Carroll died at her home in Los Angeles after a long bout with cancer, her daughter, producer-journalist Suzanne Kay, told The Hollywood Reporter.
In her early years – Carroll burst on the scene as one of the first black actresses to star in studio films. Assisted by her breathy, deep voice, the established recording artist debuted on the big screen in 1954’s Oscar-nominated adaptation of “Carmen Jones.” The movie was a retelling of the Bizet opera with an all-black cast alongside Dorothy Dandridge, Harry Belafonte and Pearl Bailey. After headlining the musical “Porgy and Bess” with Dandridge, Sidney Poitier and Sammy Davis Jr. – she was approached by an NBC executive to star as Julia.
In the late 1960s, Carroll was cast in “Julia,” the enormously successful NBC sitcom that featured her as a war-widowed nurse raising a son. The pioneering role was a departure from her black predecessors who typically played domestic workers and was credited with shattering stereotypes ahead of “The Cosby Show,” which didn’t premiere until 1984.
Because the show was sponsored by toymaker Mattel, she served as the model for one of the first black Barbie dolls and found her likeness plastered on a variety of merchandise, including lunchboxes and coloring books.
Her character Baker, whose husband had died in Vietnam, worked for a doctor (Lloyd Nolan) at an aerospace company; she was educated and outspoken, and she dated men (including characters played by Fred Williamson, Paul Winfield and Don Marshall) who were successful, too.
Julia, which premiered in September 1968, finished No. 7 in the ratings in the first of its three seasons
Meanwhile, Carroll’s love life was resembling that of her friend Elizabeth Taylor . . .
Carroll, a self-described “terrible romantic, just ridiculously so,” continued to make headlines with her love life.
The Hard Way. Carroll claims that Poitier persuaded her to divorce her husband Monte Kay, and that Poitier said he would leave his wife to be with her. When Carroll got her divorce, Poitier didn’t keep up his end of the bargain. Carroll said she dated another man out of frustration, which didn’t sit well with Poitier . . . uh huh!

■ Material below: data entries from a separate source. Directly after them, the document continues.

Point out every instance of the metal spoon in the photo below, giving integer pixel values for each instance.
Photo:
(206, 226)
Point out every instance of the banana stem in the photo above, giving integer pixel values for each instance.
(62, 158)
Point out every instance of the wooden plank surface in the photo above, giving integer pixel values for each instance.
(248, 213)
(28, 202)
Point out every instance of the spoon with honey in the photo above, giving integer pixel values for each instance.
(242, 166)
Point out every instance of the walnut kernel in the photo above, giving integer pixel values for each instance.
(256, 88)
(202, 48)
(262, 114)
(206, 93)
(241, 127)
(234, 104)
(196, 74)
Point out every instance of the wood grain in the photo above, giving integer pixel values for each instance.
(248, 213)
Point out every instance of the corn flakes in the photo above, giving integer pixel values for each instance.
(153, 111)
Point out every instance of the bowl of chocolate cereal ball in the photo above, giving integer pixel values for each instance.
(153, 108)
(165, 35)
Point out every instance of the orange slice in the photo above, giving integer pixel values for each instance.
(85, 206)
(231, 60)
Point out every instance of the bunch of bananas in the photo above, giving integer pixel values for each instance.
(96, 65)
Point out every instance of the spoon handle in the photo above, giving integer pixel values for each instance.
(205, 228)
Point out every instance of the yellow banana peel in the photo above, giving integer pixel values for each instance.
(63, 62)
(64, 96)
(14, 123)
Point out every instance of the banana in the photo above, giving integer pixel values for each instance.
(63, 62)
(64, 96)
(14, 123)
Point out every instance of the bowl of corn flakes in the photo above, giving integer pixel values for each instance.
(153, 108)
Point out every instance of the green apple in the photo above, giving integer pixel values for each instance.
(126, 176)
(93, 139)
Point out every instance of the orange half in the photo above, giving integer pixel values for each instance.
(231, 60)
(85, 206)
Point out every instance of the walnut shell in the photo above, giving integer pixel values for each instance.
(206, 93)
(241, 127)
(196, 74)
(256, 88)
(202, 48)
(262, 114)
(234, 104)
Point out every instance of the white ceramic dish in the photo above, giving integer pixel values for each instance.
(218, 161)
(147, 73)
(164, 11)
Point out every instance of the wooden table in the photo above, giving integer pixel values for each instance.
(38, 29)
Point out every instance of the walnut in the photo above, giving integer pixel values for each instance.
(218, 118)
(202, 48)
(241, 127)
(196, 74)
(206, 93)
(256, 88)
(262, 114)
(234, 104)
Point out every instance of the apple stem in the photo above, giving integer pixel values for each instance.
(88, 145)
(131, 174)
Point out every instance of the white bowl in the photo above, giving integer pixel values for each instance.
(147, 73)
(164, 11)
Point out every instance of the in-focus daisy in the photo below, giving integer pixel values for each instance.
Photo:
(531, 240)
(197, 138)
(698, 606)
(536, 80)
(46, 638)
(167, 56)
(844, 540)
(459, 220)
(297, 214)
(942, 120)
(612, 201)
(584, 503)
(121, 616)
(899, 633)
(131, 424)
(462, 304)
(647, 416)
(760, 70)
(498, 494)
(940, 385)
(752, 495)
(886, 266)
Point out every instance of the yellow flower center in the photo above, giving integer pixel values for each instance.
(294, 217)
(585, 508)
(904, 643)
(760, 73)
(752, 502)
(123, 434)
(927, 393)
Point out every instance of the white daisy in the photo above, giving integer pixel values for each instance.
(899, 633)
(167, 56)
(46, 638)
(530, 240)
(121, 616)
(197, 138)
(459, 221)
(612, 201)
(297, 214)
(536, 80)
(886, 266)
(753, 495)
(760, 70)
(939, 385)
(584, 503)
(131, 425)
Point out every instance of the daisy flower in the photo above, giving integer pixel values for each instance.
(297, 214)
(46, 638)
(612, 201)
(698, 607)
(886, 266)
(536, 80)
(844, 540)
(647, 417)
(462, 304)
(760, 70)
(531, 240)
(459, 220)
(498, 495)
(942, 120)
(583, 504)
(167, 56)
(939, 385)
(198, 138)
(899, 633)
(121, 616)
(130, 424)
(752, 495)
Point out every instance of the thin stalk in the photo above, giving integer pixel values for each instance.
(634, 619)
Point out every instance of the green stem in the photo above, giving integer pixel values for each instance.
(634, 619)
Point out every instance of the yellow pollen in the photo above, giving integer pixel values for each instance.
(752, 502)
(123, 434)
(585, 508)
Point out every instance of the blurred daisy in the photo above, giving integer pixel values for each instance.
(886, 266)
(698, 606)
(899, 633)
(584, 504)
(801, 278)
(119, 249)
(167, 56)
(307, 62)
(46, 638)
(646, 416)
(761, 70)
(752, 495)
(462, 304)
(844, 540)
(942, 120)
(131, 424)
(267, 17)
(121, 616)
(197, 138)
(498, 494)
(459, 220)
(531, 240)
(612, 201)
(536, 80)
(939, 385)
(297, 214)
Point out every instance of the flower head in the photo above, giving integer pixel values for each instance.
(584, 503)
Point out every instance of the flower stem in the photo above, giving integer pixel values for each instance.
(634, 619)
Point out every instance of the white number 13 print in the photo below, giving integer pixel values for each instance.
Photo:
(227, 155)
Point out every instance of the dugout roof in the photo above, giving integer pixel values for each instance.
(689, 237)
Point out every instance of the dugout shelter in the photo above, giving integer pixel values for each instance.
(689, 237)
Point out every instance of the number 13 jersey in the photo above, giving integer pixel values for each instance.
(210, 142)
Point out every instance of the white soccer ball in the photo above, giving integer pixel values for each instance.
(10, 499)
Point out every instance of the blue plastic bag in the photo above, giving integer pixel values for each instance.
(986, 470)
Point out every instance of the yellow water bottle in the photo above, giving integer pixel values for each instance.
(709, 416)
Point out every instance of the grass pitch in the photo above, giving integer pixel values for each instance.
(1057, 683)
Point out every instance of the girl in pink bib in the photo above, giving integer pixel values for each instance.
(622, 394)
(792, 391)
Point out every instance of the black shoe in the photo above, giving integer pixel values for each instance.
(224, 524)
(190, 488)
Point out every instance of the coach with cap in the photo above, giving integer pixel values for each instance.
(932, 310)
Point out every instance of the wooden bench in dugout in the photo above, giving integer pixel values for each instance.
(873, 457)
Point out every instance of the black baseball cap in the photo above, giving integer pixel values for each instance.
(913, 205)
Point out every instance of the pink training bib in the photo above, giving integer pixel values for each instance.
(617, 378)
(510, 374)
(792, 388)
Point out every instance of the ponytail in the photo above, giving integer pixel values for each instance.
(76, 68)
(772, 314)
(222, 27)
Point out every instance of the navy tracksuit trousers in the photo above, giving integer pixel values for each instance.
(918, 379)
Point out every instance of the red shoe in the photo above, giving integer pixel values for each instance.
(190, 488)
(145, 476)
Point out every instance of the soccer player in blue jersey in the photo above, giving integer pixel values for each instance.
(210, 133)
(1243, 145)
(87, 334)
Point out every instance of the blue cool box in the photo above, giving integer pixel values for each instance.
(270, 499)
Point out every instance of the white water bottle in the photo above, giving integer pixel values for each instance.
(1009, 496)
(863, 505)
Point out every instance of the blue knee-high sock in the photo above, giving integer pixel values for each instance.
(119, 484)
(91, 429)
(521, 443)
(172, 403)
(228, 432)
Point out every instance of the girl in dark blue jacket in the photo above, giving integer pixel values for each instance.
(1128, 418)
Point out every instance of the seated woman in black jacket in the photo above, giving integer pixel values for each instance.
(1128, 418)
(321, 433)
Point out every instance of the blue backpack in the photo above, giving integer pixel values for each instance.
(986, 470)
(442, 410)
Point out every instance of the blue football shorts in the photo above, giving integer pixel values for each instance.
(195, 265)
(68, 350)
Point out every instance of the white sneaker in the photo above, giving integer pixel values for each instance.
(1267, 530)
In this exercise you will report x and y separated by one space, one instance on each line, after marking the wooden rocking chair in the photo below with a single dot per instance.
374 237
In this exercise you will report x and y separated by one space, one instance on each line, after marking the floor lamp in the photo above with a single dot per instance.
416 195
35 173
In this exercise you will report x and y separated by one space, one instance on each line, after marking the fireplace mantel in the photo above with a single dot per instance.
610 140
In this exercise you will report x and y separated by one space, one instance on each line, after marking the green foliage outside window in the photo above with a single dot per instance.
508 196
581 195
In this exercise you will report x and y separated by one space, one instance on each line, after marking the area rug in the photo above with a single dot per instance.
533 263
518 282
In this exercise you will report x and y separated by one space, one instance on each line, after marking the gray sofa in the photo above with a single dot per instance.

Carroll dated and was engaged to British television host and producer David Frost from 1970 until 1973. In 1973, Carroll surprised the press by marrying Las Vegas boutique owner Fred Glusman. Several weeks later, she filed for divorce, charging Glusman with physical abuse. In 1975, Carroll married the much younger, Robert DeLeon, a managing editor of Jet. She was widowed two years later when DeLeon was killed in a car crash. Carroll’s fourth marriage was to singer Vic Damone in 1987. The union, which Carroll admitted was turbulent, had a legal separation in 1991, reconciliation, and divorce in 1996.
Back to her career . . . She took a grittier turn in the titular role of 1974’s “Claudine,” which earned Carroll her only Oscar nomination as a mother struggling to raise her six children on welfare who falls for a garbage collector, played by James Earl Jones. And then . . .
While recuperating after starring on Broadway in Agnes of God, Carroll had found herself digging Dynasty — “Isn’t this the biggest hoot?” she said — and lobbied producer Aaron Spelling for a role on his series.
“They’ve done everything [on the show]. They’ve done incest, homosexuality, murder. I think they’re slowly inching their way toward interracial,” she recalled in a 1984 piece for People magazine. “I want to be wealthy and ruthless … I want to be the first black bitch on television.”
As the sultry fashionista, Dominique Deveraux — the first prominently featured African American character on a primetime soap opera — Carroll played a much edgier character for three seasons on ABC’s Dynasty and its spinoff The Colbys, delightfully dueling with fellow diva Alexis Carrington Colby (Joan Collins).
The cause of death is complications of breast cancer, her publicist, __ Jeffrey Lane,__ told the New York Times. She had previously been a breast-cancer-awareness advocate, having first been diagnosed with the disease in the ’90s. In a 2016 interview, she recalled the day she first got her breast-cancer diagnosis. She looked out the window of her Beverly Hills bedroom and thought to herself, “This is very beautiful. I do hope you have enjoyed it, Miss Carroll.”